Here's my 5 year old son having a cuddle with our new addition


----------



## BeagleOesx (Oct 9, 2009)

Awwww, they are both so cute & adorable. They are going to grow up together being the best of buddies, they will have a very special bond. :thumbup:


----------



## frags (Feb 5, 2009)

BeagleOesx said:


> Awwww, they are both so cute & adorable. They are going to grow up together being the best of buddies, they will have a very special bond. :thumbup:


Thank you, although my son wasnt impressed with him biting him (damn puppy needles) and says send him back lol


----------



## thedogsmother (Aug 28, 2008)

Hes gorgeous, dont send him back send him here


----------



## frags (Feb 5, 2009)

thedogsmother said:


> Hes gorgeous, dont send him back send him here


What my 5 year old?  :thumbup: :arf:


----------



## thedogsmother (Aug 28, 2008)

frags said:


> What my 5 year old?  :thumbup: :arf:


:lol: Only if we can do swapsies, in fact two for one, they are lovely together and never fight (honest).


----------



## frags (Feb 5, 2009)

thedogsmother said:


> :lol: Only if we can do swapsies, in fact two for one, they are lovely together and never fight (honest).

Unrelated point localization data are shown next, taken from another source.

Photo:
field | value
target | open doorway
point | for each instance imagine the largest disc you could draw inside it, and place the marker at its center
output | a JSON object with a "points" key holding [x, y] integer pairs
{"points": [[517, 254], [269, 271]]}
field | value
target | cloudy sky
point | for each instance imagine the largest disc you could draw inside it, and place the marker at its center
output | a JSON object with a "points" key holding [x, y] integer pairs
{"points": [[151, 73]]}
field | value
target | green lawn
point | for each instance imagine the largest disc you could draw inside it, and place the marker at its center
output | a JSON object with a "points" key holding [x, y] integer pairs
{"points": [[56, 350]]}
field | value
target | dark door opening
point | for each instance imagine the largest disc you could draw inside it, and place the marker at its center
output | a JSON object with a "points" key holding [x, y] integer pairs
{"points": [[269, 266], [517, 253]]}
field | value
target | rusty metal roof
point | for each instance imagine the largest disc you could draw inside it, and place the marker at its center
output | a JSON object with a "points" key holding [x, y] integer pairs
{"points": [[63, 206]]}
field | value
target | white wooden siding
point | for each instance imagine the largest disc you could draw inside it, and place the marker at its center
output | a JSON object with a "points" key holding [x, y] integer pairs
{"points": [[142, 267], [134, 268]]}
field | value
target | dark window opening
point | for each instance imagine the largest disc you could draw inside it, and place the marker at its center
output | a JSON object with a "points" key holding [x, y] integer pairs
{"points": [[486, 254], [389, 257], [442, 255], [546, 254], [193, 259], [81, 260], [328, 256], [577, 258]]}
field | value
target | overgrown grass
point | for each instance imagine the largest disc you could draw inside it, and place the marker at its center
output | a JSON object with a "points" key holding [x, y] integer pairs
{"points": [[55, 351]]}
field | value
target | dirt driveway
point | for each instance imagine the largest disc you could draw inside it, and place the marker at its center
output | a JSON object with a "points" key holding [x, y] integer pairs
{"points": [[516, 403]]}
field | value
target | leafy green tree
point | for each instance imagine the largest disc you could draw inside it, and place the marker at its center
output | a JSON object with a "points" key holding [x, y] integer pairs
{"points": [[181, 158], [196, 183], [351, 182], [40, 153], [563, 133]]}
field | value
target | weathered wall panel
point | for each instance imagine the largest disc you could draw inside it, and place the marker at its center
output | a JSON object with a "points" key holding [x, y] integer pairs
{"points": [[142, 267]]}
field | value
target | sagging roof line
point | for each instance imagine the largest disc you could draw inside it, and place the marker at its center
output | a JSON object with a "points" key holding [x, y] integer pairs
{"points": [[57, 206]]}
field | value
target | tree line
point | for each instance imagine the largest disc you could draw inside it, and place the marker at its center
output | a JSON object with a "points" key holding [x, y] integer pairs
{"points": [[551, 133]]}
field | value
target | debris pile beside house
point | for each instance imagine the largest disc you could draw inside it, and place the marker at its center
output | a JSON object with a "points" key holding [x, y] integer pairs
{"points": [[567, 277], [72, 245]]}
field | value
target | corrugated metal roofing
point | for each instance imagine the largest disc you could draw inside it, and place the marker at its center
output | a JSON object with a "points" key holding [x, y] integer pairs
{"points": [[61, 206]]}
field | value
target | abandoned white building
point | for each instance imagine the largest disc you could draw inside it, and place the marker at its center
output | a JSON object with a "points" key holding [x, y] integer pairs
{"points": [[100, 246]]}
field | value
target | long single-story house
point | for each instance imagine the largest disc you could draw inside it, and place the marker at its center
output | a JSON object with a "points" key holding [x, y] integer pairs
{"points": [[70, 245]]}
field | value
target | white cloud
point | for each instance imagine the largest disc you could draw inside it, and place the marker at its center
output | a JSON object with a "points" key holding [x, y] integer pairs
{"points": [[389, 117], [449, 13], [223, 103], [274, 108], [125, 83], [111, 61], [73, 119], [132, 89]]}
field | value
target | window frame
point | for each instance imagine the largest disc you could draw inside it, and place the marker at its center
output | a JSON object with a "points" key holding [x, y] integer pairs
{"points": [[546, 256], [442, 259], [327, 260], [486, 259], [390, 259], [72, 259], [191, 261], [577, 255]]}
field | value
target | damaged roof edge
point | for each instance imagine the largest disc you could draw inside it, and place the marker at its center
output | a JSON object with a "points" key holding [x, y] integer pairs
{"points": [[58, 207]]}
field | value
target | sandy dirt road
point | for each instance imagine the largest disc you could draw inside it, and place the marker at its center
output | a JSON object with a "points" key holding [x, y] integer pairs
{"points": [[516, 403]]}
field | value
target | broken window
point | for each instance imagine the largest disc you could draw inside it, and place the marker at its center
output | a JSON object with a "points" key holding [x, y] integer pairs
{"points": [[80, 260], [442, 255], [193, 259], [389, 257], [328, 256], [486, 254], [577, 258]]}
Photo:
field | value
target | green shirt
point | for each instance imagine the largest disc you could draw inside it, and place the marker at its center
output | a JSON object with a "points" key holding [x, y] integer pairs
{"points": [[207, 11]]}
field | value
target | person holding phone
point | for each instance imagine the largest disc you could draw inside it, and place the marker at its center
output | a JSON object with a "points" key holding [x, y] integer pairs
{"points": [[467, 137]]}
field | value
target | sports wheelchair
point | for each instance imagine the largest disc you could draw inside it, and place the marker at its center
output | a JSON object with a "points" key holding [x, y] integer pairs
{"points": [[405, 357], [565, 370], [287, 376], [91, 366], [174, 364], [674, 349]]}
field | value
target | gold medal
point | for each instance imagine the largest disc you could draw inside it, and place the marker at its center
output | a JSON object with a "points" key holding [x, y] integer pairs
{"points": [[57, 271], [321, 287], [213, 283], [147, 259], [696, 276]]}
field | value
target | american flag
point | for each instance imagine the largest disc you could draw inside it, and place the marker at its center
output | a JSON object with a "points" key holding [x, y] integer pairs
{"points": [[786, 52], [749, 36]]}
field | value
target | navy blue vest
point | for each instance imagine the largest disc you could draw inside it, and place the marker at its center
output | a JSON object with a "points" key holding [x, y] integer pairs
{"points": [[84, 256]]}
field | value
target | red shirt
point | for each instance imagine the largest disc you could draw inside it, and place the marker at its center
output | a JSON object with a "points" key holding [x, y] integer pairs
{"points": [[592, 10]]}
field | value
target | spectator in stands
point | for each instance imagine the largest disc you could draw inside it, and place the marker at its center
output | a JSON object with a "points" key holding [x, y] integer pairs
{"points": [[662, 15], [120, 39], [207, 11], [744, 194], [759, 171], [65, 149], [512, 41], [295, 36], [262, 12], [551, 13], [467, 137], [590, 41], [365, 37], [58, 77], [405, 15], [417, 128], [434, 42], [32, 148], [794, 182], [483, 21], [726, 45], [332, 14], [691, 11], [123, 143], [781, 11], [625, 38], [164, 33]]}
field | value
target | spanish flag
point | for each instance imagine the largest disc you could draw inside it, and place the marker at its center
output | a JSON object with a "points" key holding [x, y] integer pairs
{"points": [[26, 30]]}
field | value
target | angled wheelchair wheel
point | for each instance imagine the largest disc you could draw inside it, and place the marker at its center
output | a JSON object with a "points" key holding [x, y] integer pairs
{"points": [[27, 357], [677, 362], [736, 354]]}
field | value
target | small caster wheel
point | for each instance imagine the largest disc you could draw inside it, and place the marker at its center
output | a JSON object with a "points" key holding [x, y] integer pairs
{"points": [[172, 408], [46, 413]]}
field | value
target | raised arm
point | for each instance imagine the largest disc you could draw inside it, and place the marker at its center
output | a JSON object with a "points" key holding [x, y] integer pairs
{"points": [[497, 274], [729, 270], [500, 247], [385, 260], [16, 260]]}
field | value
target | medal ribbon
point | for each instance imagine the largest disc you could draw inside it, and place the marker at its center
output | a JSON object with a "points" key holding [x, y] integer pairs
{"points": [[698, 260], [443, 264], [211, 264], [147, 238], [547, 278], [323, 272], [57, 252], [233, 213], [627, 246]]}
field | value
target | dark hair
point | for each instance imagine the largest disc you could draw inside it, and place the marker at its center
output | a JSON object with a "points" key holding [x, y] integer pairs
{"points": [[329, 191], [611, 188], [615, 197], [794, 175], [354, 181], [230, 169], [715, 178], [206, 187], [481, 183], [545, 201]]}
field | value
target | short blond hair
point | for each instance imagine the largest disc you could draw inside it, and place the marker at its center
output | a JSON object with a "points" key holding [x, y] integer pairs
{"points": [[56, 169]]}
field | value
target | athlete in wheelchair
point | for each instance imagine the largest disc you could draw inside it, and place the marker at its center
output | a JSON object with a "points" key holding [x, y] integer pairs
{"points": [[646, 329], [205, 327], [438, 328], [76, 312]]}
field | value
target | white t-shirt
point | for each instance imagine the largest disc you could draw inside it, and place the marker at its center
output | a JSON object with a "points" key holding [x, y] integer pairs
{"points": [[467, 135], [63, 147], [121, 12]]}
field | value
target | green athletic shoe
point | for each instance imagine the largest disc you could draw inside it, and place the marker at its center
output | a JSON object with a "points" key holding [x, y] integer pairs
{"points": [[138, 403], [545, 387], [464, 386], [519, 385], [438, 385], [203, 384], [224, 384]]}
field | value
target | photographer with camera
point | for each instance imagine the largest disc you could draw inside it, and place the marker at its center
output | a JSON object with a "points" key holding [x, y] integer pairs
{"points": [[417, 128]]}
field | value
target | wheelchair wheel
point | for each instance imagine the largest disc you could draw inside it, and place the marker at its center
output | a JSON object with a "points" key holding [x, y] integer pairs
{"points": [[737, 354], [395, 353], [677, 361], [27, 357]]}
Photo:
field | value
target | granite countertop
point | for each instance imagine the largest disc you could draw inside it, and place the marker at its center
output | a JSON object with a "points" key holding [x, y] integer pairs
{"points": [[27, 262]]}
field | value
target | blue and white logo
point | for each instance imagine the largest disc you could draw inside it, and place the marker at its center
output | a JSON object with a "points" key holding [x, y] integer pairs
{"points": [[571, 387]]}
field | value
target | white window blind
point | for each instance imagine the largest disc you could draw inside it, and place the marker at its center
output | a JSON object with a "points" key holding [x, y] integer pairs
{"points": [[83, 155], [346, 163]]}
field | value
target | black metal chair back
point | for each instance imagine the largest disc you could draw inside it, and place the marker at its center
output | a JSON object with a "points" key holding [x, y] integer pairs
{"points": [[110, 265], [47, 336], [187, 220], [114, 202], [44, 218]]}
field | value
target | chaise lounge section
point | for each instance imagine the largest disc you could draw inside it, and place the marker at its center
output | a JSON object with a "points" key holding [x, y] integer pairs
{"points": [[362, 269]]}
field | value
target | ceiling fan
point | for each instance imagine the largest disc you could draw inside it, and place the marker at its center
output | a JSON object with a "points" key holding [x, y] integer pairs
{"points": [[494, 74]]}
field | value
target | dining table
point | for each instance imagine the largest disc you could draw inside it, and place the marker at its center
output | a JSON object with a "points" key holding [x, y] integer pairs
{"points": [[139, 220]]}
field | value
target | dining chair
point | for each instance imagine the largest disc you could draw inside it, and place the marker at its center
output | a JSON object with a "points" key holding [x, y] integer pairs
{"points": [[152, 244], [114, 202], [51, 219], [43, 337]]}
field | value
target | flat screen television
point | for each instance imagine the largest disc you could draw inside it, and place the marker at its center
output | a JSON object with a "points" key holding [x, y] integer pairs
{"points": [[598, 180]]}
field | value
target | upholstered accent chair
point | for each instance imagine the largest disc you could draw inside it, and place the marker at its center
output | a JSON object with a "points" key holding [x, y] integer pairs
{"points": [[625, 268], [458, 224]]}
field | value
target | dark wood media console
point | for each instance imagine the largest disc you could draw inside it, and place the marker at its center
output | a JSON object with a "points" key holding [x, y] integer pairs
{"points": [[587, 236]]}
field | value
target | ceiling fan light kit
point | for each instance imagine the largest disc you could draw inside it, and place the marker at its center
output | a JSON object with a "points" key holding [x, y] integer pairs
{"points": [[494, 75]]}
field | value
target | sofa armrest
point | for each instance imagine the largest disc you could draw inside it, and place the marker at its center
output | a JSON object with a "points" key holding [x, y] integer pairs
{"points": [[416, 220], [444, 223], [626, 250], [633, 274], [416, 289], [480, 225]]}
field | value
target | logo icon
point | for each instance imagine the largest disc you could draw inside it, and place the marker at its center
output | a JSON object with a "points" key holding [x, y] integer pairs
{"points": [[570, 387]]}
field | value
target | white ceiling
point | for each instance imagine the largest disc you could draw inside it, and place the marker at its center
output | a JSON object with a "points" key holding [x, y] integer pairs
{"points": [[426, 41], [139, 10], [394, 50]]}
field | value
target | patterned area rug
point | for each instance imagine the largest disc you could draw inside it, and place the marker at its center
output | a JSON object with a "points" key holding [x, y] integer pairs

Ahhh but what you dont realise is that i actually have 4 children & 3 are dreaded teenagers so we have to do 4 for 2 :lol:


----------



## thedogsmother (Aug 28, 2008)

frags said:


> Ahhh but what you dont realise is that i actually have 4 children & 3 are dreaded teenagers so we have to do 4 for 2 :lol:


TDM has left the building, should you wish to leave a message do so after the beep ... BEEEEEP


----------



## frags (Feb 5, 2009)

thedogsmother said:


> TDM has left the building, should you wish to leave a message do so after the beep ... BEEEEEP


Nuff said :001_tt2:


----------



## beary_clairey (Jan 23, 2011)

Wow!! He looks like a big pup and what a beautiful colour.

Your son is gorgeous 2! I will take either of them!


----------



## frags (Feb 5, 2009)

beary_clairey said:


> Wow!! He looks like a big pup and what a beautiful colour.
> 
> Your son is gorgeous 2! I will take either of them!


Thank you, il start packing there cases now


----------